Non è vero che il Paese nostro sia apata, o peggio scettico; basta saperlo illuminare, interessare, infondergli la fiducia, ormai stracca in ogni cuore per le continue delusioni. Le Società or ora accennate ne sono una prova.

Mi permetto di darvi alcuni dati statistici delle due istituzioni da me fondate e che trovarono sì larghe e pronte aderenze nel clero e nel laicato.

Dieci anni di vita; diciannove Comitati disseminati nei varii centri d’Italia, ove più numeroso è l’esodo migratorio; la Casa Madre in Piacenza con Seminario per gli aspiranti alle Missioni; la Missione al Porto di Genova per l’assistenza agli emigranti, diretta dal mio infaticabile D. Pietro Maldotti.

Missioni al Nord-America, con chiese esclusivamente per gl’italiani: due a New-Jork, una in Cincinnati, in New-Haven, in Provvidence, in Boston Mass, in Cleveland, in Kansas City, in Meriden Conn, in Buffalo, in Siracusa N. J., in Detroit Mich.

Nell’America meridionale: Missione centrale in San Paolo, in Encantado, nella Nuova Bassano, in Cappueras, tutte nella Diocesi di Porto Alegre; in Santa Felicitade, nella Diocesi di Spirito Santo; un’altra finalmente a Nuova Helvezia nell’Argentina. Unitamente alle [p. 275 modifica] Missioni, parecchie scuole con ospedale e due orfanotrofii. I Missionari, residenti in tutti questi luoghi, assistono, con periodiche visitazioni, le colonie italiane limitrofe.

Il modo con cui s’iniziò l’orfanotrofio di S. Paolo nel Brasile ha, direi quasi, del prodigioso.

A bordo della nave, su cui viaggiava un mio Missionario, il Padre D. Giuseppe Marchetti (già professore nel Seminario di Lucca), moriva una giovane sposa, lasciando un orfanello lattante e il marito solo, nella disperazione. Il Missionario, per calmare quel desolato, che minacciava di buttarsi a mare, gli promise di prendersi cura del bambino, e come promise fece. Giunse a Rio Janeiro, recando in collo quella innocente creaturina, e si presentò con essa all’esimio conte Pio di Savoia, allora Console Generale di quella città. Egli non potè dare al giovane Missionario che parole d’incoraggiamento, ma tanto bastò perchè questi, bussando di porta in porta, arrivasse infine a collocare il povero orfanello presso il portinaio di una Casa religiosa. Da quel momento l’idea di fondare a S. Paolo (dov’era avviato un orfanotrofio pei figli degl’italiani gli balenò alla mente, e con ingenti sacrifici riuscì a fondarlo di fatto.
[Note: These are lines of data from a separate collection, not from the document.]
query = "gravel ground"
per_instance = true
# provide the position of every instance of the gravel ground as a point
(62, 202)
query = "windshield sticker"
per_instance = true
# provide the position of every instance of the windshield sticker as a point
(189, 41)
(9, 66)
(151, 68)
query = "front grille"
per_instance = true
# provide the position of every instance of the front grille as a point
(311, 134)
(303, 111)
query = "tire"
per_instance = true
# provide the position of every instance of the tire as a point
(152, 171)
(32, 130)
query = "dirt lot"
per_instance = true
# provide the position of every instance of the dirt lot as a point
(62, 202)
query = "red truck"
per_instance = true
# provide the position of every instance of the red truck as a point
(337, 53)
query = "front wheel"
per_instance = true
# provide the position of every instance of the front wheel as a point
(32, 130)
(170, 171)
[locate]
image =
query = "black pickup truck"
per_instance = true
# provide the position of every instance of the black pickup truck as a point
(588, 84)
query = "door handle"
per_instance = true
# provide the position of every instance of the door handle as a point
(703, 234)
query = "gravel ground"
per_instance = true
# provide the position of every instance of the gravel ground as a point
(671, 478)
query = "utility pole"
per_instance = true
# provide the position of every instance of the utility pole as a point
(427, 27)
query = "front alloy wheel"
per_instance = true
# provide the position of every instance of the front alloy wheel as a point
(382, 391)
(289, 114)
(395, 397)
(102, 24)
Conta ora quattro anni di vita, con 160 orfanelli un martire che prega per loro in cielo, poichè le grandi fatiche sostenute costarono al pio e zelante Missionario la vita.

Sia pace e gloria a lui!

Tutto questo ch’io sono venuto dicendovi, o signori, è una prova di ciò che possa la Religione unita al sentimento di patria carità.

Religione e Patria! Sono questi pur sempre i due grandi amori inscritti dalla mano di Dio nel cuore dell’umanità, il motto scritto a caratteri di luce sul vessillo immortale che i nostri padri pugnarono e vinsero. All’ombra di questo vessillo le fronti si levano serene, tacciono le ire, scompaiono le divisioni di parte, le destre fraternamente si stringono, riposano le famiglie, grandeggiano i popoli.

Religione e Patria! Signori, uniamoci tutti attorno a questo sublime ideale che, nell’opera tutrice della nostra emigrazione piglia, dirò così, forma e figura, e potremo sperare per l’Italia nostra giorni migliori, potremo sperare che si compiano sopra di lei, in tempo non lontano, i disegni di Dio.

Ancora una parola e finisco. Non sono molti anni, e negli Stati Uniti si fecero immani sforzi per americanizzare, se così posso esprimermi, gli emigrati delle varie nazioni europee. La Religione e la Patria piansero a milioni i loro figli perduti. Solo un popolo a quel violento tentativo di assimilazione seppe resistere, fu quello che aveva scritto sulla sua bandiera: la nostra chiesa, la nostra scuola, la nostra lingua.

Non dimentichiamo questo fatto, o signori. Adoperiamoci anche noi, ciascuno a misura delle proprie forze, perchè quanti sono italiani all’estero abbiano ad avere la stessa divisa, la stessa fermezza, lo stesso coraggio: per la Religione e per la Patria.